Juan Pérez Agirregoikoa |
Andaba
el bicho sorteando obstáculos, encimándose a una piedra, descendiendo;
topándose con una rama, dando media vuelta y cambiando el trayecto.
Insignificante
ser, arrastrando su anatomía simple, invertebrado viscoso bien servido de extremidades,
además de unas alas que le permitían volar.
Pocos
vuelos dominaba el bicho, una determinada altura para invadir matas y arbustos,
balanceándose en la frágil vértebra de un tallo, tomando el sol en el campo clorofílico
de una hoja.
Era un
bicho más en un mundo lleno de bichos ignorándose los unos a los otros,
transitando incansables procurándose el sustento.
Nada ni
nadie conocía la particular existencia de ese bicho, hasta que se cruzo en mi
camino. Estaba yo deleitándome con el airecillo fresco y suave de una mañana de
otoño. Apenas había clareado, transcurría ese momento donde la luz llega en silencio
empujando los restos de la noche. La vida se iluminaba lentamente añadiendo
sonidos y matices, regresando de su letargo, abriendo el apetito a los insectos,
aves de espacio y de corral, animales y bestiarios esparcidos por la faz de la
tierra.
En ese
susurro de mi vida tenían cabida todos y cada uno de los momentos de mi
existencia; una recopilación de instantes acumulados en un espacio físico que
se sostenía a base de nutrientes y
con el oxigeno que exudaba la
vegetación.
El
bicho de poco más de un centímetro, coexistía conmigo en esa mañana incipiente;
en su trayecto se topó con mi pie y siguió caminando, ascendiendo por mis
dedos, cosquilleando mi epidermis, ripiando mi sensibilidad con un escalofrió.
Mi
observación adquirió consistencia, dedicando todo mi interés a la actividad de
aquel pequeño ser.
Supuse
que él ignoraba mi presencia, mi observación le traía sin cuidado, caminaba a
trompicones y de vez en cuando abría sus alas realizando cortos vuelos y
posándose de nuevo en la gravidez.
El
bicho pasó de ser insignificante a ser tenido en cuenta; el mero hecho de
reparar en él incitaba mi filosofía, despertaba mi curiosidad. El bicho y yo en
una mañana de la vida, ejerciendo tareas diferentes desprovistas de intereses
comunes, respirando sustancias y captando sonidos.
Pensé
por un momento, en mi superioridad de tamaño, en mi ventaja consciente, en mi
fuerza física.
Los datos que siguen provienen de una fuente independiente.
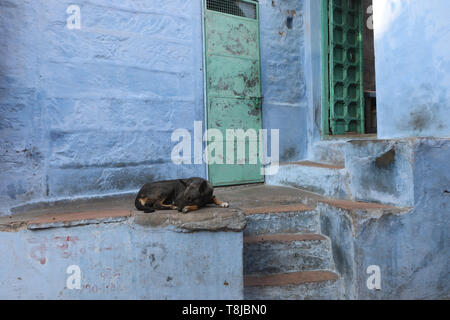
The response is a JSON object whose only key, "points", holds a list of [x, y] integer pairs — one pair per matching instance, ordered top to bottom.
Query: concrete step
{"points": [[329, 151], [329, 180], [281, 219], [282, 253], [305, 285]]}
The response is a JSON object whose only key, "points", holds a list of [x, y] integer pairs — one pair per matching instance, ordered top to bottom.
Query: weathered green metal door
{"points": [[346, 67], [233, 89]]}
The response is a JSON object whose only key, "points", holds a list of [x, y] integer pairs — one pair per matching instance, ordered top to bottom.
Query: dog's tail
{"points": [[141, 207]]}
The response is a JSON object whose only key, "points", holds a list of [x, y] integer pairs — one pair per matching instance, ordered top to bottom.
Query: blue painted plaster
{"points": [[412, 53], [283, 78], [91, 111], [410, 247], [121, 261]]}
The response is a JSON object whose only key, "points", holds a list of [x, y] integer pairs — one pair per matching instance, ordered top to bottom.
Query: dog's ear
{"points": [[184, 183], [203, 187]]}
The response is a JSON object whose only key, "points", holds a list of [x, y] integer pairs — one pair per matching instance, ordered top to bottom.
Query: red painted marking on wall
{"points": [[63, 244]]}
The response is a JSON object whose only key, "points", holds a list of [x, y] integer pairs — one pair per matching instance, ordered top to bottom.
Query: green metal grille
{"points": [[234, 7], [345, 54]]}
Yo poseía poder para aplastarlo, él la indiferencia hacia ese
poder; esa ventaja le permitía caminar sin vacilación, sin miedo. Yo, sin
embargo, realizaba malabarismos mentales obstinados en filosofar con su
existencia, elucubrando a cerca del sentido de las cosas, comparando el valor
de su vida respecto al de la mía.
Juan Pérez Agirregoikoa |
Poco le
importaba al bicho mi observación, ni la tasa que yo pudiese hacer sobre el
valor de su vida.
Tal vez
todos somos bichos observados por alguna inteligencia superior con poder para
decidir sobre las existencias de tanto bicho. Tal vez nuestros miedos sean la
desventaja del consciente; quizás nuestros razonamientos solo sean caminos para
la evaluación de nuestros comportamientos; quien sabe si nuestros
comportamientos contienen razón alguna que conceda sentido a la existencia.
El sol
ya se ha llevado todo resto de noche. El airecillo persiste y los aromas se
intensifican en la medida que se evaporan. El bicho se ha aposentado en una
hoja y la devora a pequeños mordiscos, ignoro si se ha percatado de mi
presencia, si ha notado mi poder, si ha presentido mis elucubraciones.
El
poder no es matar, el poder es resucitar aquello que hemos matado.